Os parâmetros de lesões nos praticantes que treinam com
orientação profissional apresentaram menor prevalência comparados aos que
treinam sem orientação. Nossos resultados corroboram Vitez
et al. [7] que avaliaram corredores que possuíam ou não auxílio de
profissionais na estruturação do treinamento, demonstrando que corredores sem
orientação apresentaram maior probabilidade de lesão em 65%.
Como a maior prevalência das lesões foi na articulação do
joelho (28%) em ambos os sexos, uma hipótese possível a se considerar é o
impacto promovido pela corrida, em associação com a amplitude de passada, além
de alterações da força de abdutores do quadril. Embora existam alguns estudos
que investigaram lesões em corredores [7,8,9,10,11], juntos estes indicadores podem
explicar esse achado, contudo mais estudos devem ser conduzidos visando
analisar como estes parâmetros de fortalecimento da musculatura da articulação coxo-femural e do joelho podem melhorar a mecânica de
corrida visando a prevenção de lesão.
Por outro lado, houve aumento na prevalência de lesões nos
corredores com aumento das distâncias de treinamento, corroborando estudos
anteriores [12,13] que definiram que o volume total de treinamento é um dos
principais fatores extrínsecos associados às lesões por overuse.
Os resultados deste estudo sugerem o aumento no número de lesões em distâncias
percorridas acima de 32 km/dia de treinamento, o que corrobora outros estudos
[14,15]. Com os achados é possível sugerir a existência de um limiar de corrida
considerando o volume total semanal e a prevalência de lesões, contudo mais
estudos devem ser conduzidos para confirmar essa hipótese.
O tempo de recuperação entre as sessões de treino também é
considerado um parâmetro importante, visto que a recuperação curta pode estar
associada a maior incidência de lesões bem como o monitoramento da carga de
treinamento [16,17,18,19]. Martínez-Silvan et al.
[18], avaliando indicadores de lesões em corredores adolescentes, observaram
que o aumento semanal de mais de 20% no volume de treino acarretou aumento de
lesões principalmente em membros.

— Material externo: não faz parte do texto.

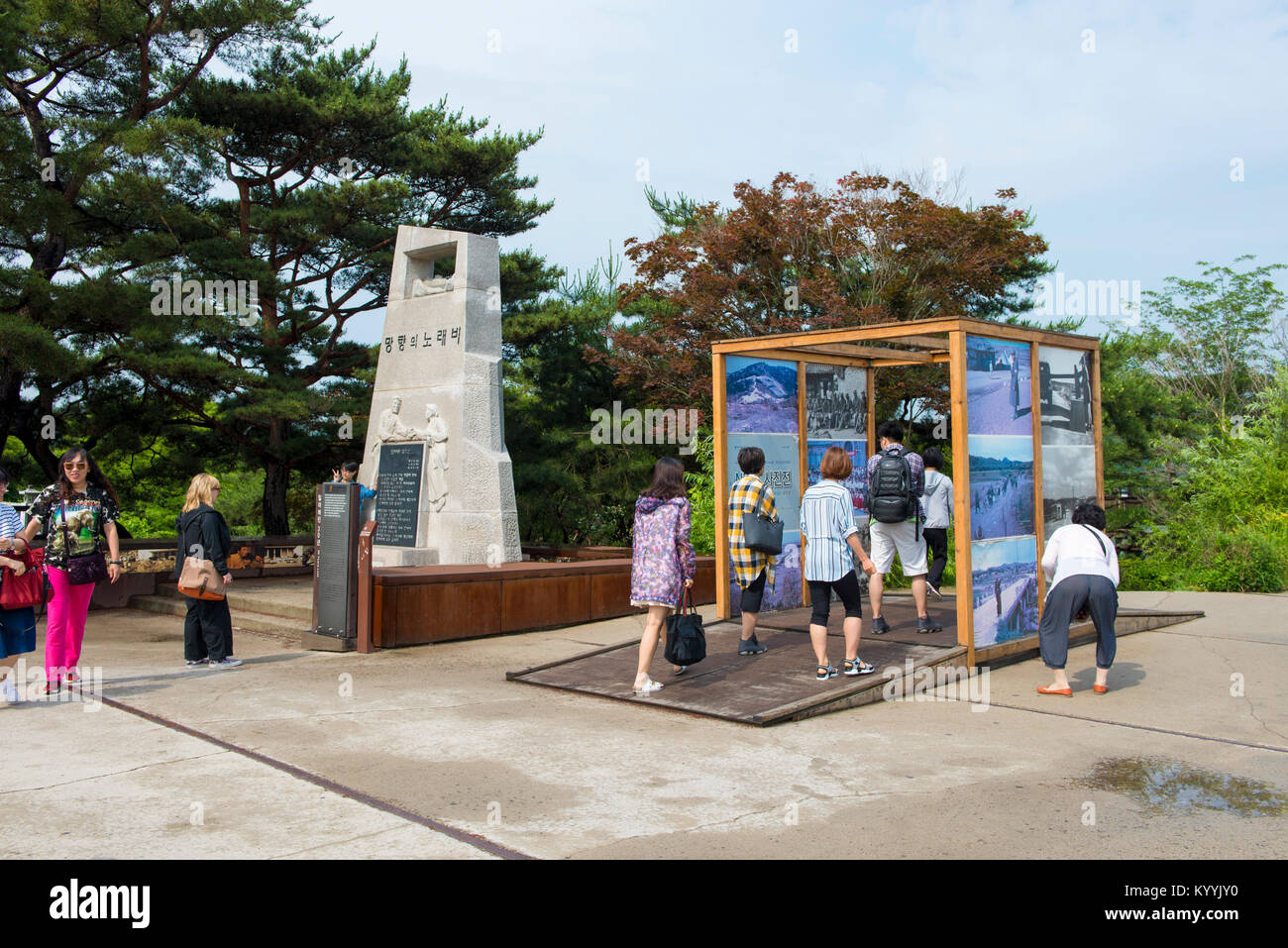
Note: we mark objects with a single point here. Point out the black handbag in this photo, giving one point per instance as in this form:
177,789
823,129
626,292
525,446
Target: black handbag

Em um estudo de revisão sistemática e
meta-análise, Grandrou et al. [19] concluíram
que o tempo de recuperação insuficiente entre os treinos pode causar fadiga
acumulada reduzindo a capacidade de desempenho, e em casos extremos podendo
evoluir para um overtraining,
o que pode aumentar
lesões. Portanto, as cargas de treinamento devem ser
individualizadas, assim
como o tempo de recuperação para um melhor
equilíbrio e indução às
adaptações
esperadas.
Algumas limitações devem ser consideradas neste estudo,
como o tamanho amostral bem como a não realização de cálculos para melhor
fundamentação dos nossos achados. Além disso, informações mais especificas
sobre cargas de treinamento e uma melhor caracterização morfofuncional dos
sujeitos. Portanto, generalizações dos nossos achados não são aconselhados.
Os resultados do presente estudo sugerem similaridade na
prevalência de lesões entre corredores de ambos os sexos, bem como regime de
treinamento, contudo, mais estudos devem ser conduzidos para confirmação desses
dados e melhor compreensão de possíveis associações entre parâmetros de carga
de treinamento e indicadores e frequência de lesões de corredores.
Conflito de interesse
Os autores declaram não possuir conflito de interesse.